Nutrisystem, Inc.
- Type: Subsidiary
- Traded as: Nasdaq: NTRI
- Founded: 1972
- Founder: Harold Katz
- Headquarters: Fort Washington, Pennsylvania, US
- Area served: US and Canada
- Key people: Stephen Mikulak, President
- Products: Weight loss, weight management, nutrition
- Services: Telephone, Internet and mobile counseling for weight control
- Parent: Kainos Capital
- Website: nutrisystem.com

= Nutrisystem =

American weight loss product and service company

Nutrisystem is a commercial provider of weight loss products and services headquartered in Fort Washington, Pennsylvania.

== Company history ==
Nutrisystem's initial product in 1972 was a liquid protein diet, but the company changed its offering after Slim-Fast came to prominence in that market. In 1993, Nutrisystem filed for Chapter 11 bankruptcy as it owed $44 million to lenders.
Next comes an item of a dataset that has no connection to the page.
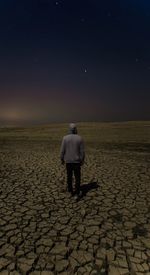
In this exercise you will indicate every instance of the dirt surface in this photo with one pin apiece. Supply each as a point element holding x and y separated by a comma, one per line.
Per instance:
<point>45,231</point>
The company laid off 1,800 employees that year.

The company originally offered weight loss counseling and products in brick and mortar centers, but in 1999, Nutrisystem moved to a direct-to-consumer business model, selling its products and programs on the Internet and by telephone.

The company launched its mobile platform in 2010. WebDiet, Inc., a Silicon Valley startup, accused Nutrisystem of stealing their technology, but the case was dismissed in May, 2014.

In 2015, the firm acquired the South Beach Diet brand.

In December 2018, Tivity Health announced that it would acquire the Nutrisystem brand.

On October 19, 2020, Kainos Capital acquired the brand from Tivity Health.

In 2021, Stephen Mikulak was named President of Nutrisystem.

The company is known for its celebrity marketing, which has included Marie Osmond in national advertising. One of its primary competitors is Weight Watchers with the rivalry deemed "diet wars" by the media.

==Efficacy and criticism==
A systematic review in 2015 concluded that Nutrisystem "shows promise" because, in the short term, studies have shown that Nutrisystem was more effective at weight-loss than a control group, but found no studies of long-term efficacy.

As of 2019, four weeks of a basic Nutrisystem plan costs the average American customer $274.99. In light of this expense, the Mayo Clinic lists one of the disadvantages of the diet to be its potentially "prohibitive" cost. Obesity specialist Fatima Cody Stanford writes that a potential disadvantage of the diet is that it complicates social eating because a person following the Nutrisystem plan has to follow a distinct dietary program.